Monotype 0.2 inch Crank Press
Science Museum Group
© The Board of Trustees of the Science Museum

Monotype 0.2 inch Crank Press , flywheel-operated, Plant No.294, made by Lanston Monotype Corporation, Salford, Redhill, Surrey, England, 1908. Used for striking character impressions in matrix blanks, equipped with automatic feed and ejection of blanks and 'hands clear' punch manipulator, floor standing. Part of the equipment used in the production system for 0.2 inch x 0.2-inch Monotype matrices.

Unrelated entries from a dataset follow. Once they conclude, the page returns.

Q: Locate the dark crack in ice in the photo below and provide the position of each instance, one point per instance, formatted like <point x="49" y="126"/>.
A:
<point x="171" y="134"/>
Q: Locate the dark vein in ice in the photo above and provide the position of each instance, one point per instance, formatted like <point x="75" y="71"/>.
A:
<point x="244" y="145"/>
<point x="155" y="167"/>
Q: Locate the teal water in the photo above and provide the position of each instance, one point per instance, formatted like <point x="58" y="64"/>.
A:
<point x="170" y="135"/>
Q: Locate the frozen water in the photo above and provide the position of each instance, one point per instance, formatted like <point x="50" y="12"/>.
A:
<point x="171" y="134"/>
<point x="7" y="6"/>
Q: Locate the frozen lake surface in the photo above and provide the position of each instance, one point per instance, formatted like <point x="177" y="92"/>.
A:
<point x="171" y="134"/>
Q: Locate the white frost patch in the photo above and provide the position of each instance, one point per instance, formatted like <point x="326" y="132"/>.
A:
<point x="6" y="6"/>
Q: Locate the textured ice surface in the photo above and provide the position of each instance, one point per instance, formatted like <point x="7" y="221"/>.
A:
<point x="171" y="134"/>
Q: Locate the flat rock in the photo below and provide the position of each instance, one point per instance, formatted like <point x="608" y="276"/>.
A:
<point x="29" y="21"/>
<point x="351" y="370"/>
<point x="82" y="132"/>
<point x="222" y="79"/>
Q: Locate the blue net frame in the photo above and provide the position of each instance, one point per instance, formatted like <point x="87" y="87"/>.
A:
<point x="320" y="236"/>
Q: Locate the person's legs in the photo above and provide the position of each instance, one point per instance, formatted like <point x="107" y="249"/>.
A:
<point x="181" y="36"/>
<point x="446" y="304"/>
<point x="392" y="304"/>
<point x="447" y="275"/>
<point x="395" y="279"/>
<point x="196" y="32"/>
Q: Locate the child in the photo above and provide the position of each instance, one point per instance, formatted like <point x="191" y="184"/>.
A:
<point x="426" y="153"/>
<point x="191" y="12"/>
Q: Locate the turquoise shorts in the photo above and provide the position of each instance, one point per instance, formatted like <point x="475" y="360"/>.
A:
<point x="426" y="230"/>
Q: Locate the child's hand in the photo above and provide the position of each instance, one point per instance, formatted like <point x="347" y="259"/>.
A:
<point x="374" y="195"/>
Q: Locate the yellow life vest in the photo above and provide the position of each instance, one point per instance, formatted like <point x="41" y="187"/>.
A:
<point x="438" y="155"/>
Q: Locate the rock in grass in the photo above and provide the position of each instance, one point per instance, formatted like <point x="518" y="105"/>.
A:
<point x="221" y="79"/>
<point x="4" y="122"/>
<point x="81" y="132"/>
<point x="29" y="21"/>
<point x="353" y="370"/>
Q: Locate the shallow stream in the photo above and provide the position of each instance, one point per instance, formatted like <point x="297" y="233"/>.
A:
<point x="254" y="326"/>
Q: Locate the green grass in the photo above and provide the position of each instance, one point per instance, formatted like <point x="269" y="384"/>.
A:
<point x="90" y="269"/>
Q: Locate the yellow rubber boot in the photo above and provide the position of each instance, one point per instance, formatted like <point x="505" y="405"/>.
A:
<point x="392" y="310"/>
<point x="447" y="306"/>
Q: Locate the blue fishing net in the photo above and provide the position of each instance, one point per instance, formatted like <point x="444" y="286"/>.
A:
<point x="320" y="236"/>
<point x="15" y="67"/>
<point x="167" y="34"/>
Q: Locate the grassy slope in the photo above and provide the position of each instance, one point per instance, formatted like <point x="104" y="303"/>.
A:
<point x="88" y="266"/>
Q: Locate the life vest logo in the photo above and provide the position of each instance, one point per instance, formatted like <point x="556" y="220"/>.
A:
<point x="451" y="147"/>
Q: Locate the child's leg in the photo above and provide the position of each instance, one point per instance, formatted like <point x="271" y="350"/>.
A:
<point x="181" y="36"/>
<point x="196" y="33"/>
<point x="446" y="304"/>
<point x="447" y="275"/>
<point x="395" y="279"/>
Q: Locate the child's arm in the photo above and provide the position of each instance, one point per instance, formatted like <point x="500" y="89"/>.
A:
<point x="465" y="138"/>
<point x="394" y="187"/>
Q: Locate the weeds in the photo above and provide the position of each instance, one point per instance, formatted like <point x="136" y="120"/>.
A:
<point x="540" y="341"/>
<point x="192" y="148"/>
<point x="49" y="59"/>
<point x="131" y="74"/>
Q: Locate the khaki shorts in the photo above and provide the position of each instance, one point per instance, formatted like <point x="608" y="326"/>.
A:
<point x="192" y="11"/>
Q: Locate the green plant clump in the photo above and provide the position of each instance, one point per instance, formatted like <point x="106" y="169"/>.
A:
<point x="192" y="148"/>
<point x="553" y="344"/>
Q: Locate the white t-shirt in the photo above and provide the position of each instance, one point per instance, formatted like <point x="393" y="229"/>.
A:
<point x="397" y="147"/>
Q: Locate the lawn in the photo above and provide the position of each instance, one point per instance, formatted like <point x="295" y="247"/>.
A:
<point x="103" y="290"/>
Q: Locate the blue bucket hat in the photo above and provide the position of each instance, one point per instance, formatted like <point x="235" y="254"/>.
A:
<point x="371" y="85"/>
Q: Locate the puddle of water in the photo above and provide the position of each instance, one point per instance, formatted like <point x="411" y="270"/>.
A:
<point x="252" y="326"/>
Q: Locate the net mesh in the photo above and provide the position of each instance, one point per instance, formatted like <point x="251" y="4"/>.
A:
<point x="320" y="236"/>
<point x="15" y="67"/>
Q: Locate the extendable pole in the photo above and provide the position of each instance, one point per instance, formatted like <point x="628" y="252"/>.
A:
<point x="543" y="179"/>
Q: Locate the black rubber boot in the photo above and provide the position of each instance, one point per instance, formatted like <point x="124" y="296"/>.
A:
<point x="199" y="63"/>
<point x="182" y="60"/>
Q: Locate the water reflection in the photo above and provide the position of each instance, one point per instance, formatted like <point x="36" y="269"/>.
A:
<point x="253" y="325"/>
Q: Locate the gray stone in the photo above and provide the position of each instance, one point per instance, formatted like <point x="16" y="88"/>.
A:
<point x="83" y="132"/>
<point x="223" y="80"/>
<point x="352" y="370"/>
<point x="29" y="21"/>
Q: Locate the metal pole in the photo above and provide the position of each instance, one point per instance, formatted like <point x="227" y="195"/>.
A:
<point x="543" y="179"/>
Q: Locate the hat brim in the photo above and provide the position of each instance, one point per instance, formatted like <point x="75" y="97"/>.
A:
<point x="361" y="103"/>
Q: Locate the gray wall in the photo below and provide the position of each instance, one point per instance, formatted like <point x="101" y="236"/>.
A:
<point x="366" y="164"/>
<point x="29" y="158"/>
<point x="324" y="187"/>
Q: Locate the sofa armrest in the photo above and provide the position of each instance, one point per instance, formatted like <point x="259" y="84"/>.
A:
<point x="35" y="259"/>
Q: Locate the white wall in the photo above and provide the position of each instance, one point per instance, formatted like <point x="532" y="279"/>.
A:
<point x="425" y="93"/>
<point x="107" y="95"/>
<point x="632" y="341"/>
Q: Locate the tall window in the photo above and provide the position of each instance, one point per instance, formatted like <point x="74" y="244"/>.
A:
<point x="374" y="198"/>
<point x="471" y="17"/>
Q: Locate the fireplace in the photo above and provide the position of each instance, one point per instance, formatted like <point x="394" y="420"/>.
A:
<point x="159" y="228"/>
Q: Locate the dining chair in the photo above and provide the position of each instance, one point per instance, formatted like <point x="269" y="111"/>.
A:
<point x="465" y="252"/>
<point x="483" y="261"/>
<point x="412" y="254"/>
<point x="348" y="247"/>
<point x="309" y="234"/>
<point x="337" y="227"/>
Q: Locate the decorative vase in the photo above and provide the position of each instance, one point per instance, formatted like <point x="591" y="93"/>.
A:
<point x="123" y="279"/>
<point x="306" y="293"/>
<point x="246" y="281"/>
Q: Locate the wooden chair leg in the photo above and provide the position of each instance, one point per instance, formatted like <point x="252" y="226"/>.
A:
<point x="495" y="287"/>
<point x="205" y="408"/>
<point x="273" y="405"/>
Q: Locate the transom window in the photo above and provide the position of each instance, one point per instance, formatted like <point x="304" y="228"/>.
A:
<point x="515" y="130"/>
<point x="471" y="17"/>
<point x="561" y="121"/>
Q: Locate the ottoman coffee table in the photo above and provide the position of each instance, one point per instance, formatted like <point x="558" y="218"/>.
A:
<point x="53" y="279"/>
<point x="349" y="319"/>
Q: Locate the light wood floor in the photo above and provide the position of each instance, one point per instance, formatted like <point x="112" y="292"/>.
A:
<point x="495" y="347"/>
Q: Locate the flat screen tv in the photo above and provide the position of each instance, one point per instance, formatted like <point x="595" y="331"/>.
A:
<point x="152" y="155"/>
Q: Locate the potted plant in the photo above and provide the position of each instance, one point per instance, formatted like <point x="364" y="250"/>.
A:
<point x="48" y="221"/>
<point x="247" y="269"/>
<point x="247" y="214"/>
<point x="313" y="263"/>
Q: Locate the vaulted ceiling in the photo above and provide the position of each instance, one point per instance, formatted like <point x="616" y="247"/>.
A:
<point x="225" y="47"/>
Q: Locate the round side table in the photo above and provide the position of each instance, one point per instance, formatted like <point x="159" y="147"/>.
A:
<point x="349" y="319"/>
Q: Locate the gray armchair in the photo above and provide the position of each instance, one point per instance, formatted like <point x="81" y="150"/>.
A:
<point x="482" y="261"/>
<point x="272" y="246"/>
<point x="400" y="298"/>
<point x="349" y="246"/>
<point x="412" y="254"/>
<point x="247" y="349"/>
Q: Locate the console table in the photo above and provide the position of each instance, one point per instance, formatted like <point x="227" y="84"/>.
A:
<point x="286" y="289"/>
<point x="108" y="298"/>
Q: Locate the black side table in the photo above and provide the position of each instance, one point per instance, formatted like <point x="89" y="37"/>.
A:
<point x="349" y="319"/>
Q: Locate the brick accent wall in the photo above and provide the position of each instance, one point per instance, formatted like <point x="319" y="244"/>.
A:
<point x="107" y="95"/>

There are 82 separate processes needed to transform a designer’s drawing (of a letter, figure, punctuation, or symbol) into a piece of Monotype metal type for printing. A pantograph is used to trace and cut the letter from a copper pattern into a piece of steel called a punch. After being hardened, the punch is driven into a piece of bronze using a crank press to produce a matrix. The finished matrix is ready to go to the Monotype Composition Caster where molten metal is pumped through a mould against the matrix to produce a piece of type.

This machine is one of many machines used in the process to make a 0.2 inch or 0.4 inch matrix.

The Type Archive has a functioning Monotype matrix workshop containing around 70 machines and pieces of equipment. It is the only one of its kind in the world and matrices are still produced for customers.